Dixie Pine Products Company kept its books and filed its income tax return on the accrual basis for the year in question. By letter dated in December, 1937, the attorney for the taxpayer directed that book entries be made accruing the gasoline tax assessed by the Motor Vehicle Commissioner in 1937. In the course of auditing and closing the 1937 books, the actual accrual entries were made by an auditor sometime between January 1, and March 15, 1938, as of December 31, 1937. . The amount of tax thus accrued on the books for 1937 was $20,839.38, and this amount was deducted from income in making the 1937 income tax return. The taxpayer never paid the State gasoline taxes, and by way of compensating entry (he amount of *275$20,839.38 was included in income in Dixie’s 1938 income tax return as a recovery in view of the Mississippi Chancery Court’s decree of December, 1938.

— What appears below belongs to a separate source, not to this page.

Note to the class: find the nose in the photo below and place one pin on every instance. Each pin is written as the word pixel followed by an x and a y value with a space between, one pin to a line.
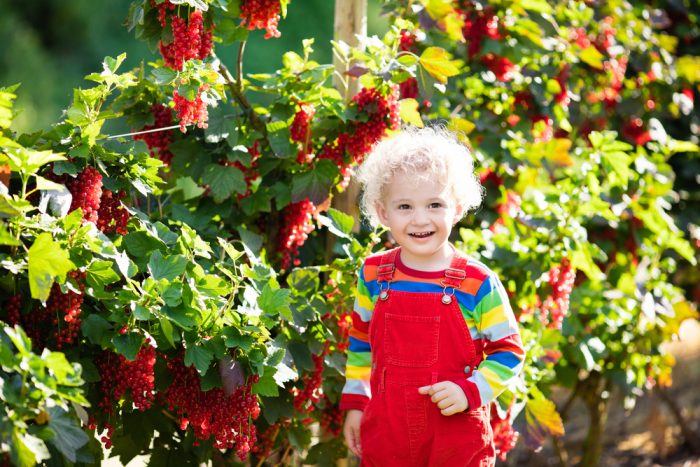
pixel 420 217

The petitioner contends that its 1937 accrual and deduction of the tax item of $20,839.38 was proper, and that the Board of Tax Appeals erred in holding that this amount was not deductible from gross income for that year. The decision of the Board is without error. During the whole of the tax year for which the right of deduction is asserted, Dixie Pine Products Company was denying liability for the State gasoline taxes, and was affirmatively litigating the applicability of the taxing statute to the solvent used by it. Indeed, when it stopped paying the taxes assessed against it by the Motor Vehicle Commissioner, it had won the first round of litigation in the Supreme Court of Mississippi.
Returns of taxpayers, whether upon the cash or accrual basis, must clearly reflect the income of the tax year; and the great weight of authority is to the effect that where, as here, a taxpayer is on the accrual basis, it may not deduct as an expense an item on which it is denying or contesting liability. “A mere contingent claim, especially a contested one, whether of loss or gain, may never be sustained or realized; it is too uncertain to be considered in making up an income tax return”. Commissioner v. Southeastern Express Co., 5 Cir., 56 F.2d 600; Lucas v. American Code Co., 280 U.S. 445, 50 S.Ct. 202, 74 L.Ed. 538, 67 A.L.R. 1010; Brown v. Helvering, 291 U.S. 193, 54 S.Ct. 356, 78 L.Ed. 725; Pharr & Sons v. Commissioner, 5 Cir., 56 F.2d 832. Cf. J. A. Dougherty’s Sons v. Commissioner, 3 Cir., 121 F.2d 700; Ben Bimberg & Co. v. Helvering, 2 Cir., 126 F.2d 412.
The compensating entry made in 1938 by the petitioner does not preclude correction of the erroneous return for 1937. The correction, coming well within the limitation period, may be made so that the true income may be reflected for 1937. The taxpayer will, of course, have a claim for refund of any tax overpayment resulting from inclusion of the compensating entry in income of 1938. Ben Bimberg & Co. v. Helvering, 2 Cir., 126 F.2d 412; Leach v. Commissioner, 1 Cir., 50 F.2d 371; Bergan v. Commissioner, 2 Cir., 80 F.2d 89; Inland Products Co. v. Blair, 4 Cir., 31 F.2d 867.
The decision of the Board is affirmed.